No ranking de denúncias aparece
Vila Velha em primeiro lugar, com 163 incidentes, seguido por Serra (162), Vitória (93), Colatina (44) e Cariacica (38).
Stalking, ou perseguição obsessiva, é um crime que consiste em perseguir alguém de forma insistente e repetitiva, causando medo e constrangimento à vítima.

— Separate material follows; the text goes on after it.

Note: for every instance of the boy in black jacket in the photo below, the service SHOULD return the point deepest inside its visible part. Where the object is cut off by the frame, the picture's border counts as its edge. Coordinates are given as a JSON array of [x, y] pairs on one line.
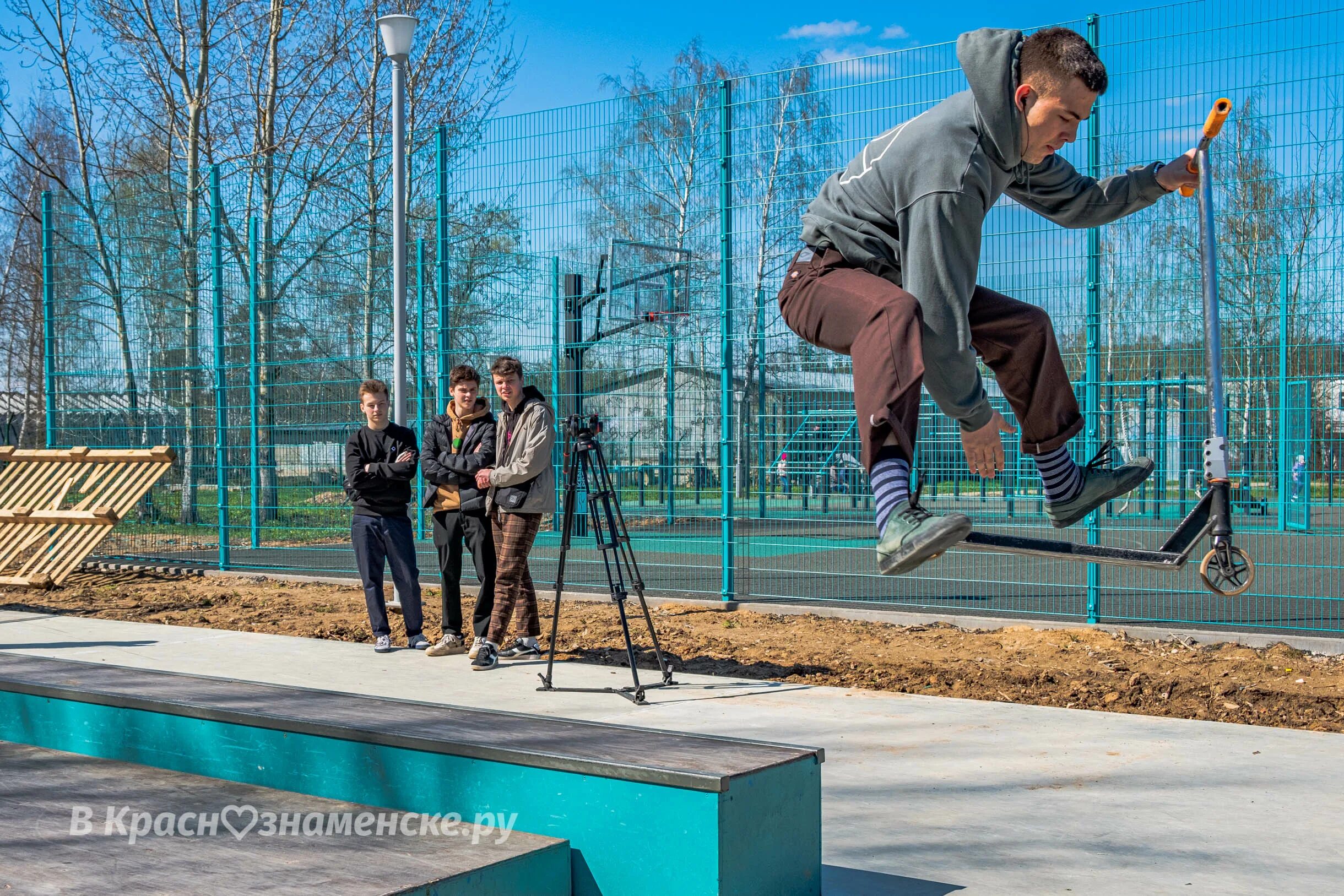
[[457, 444], [380, 468]]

O termo "stalking" vem do inglês e significa "caçar" ou "perseguir".
O especialista em segurança pública e advogado criminalista Fábio Marçal alerta que a quantidade de ocorrências pode ser ainda maior, haja vista que há subnotificações. “Muitas vítimas têm medo de denunciar os agressores, por vários fatores que vão, por exemplo, de uma dependência financeira até por receio de que algo possa acontecer com seus entes queridos.”
Marçal frisou que a tipificação penal do stalking é recente, vinda de 2021: “A pena prevista é de seis meses a dois anos de reclusão e multa. Isso ainda é pouco, visto o tamanho do prejuízo emocional e também econômico com as vítimas. Há diversas mulheres que deixam de trabalhar por causa da perseguição constante dos agressor”, denuncia.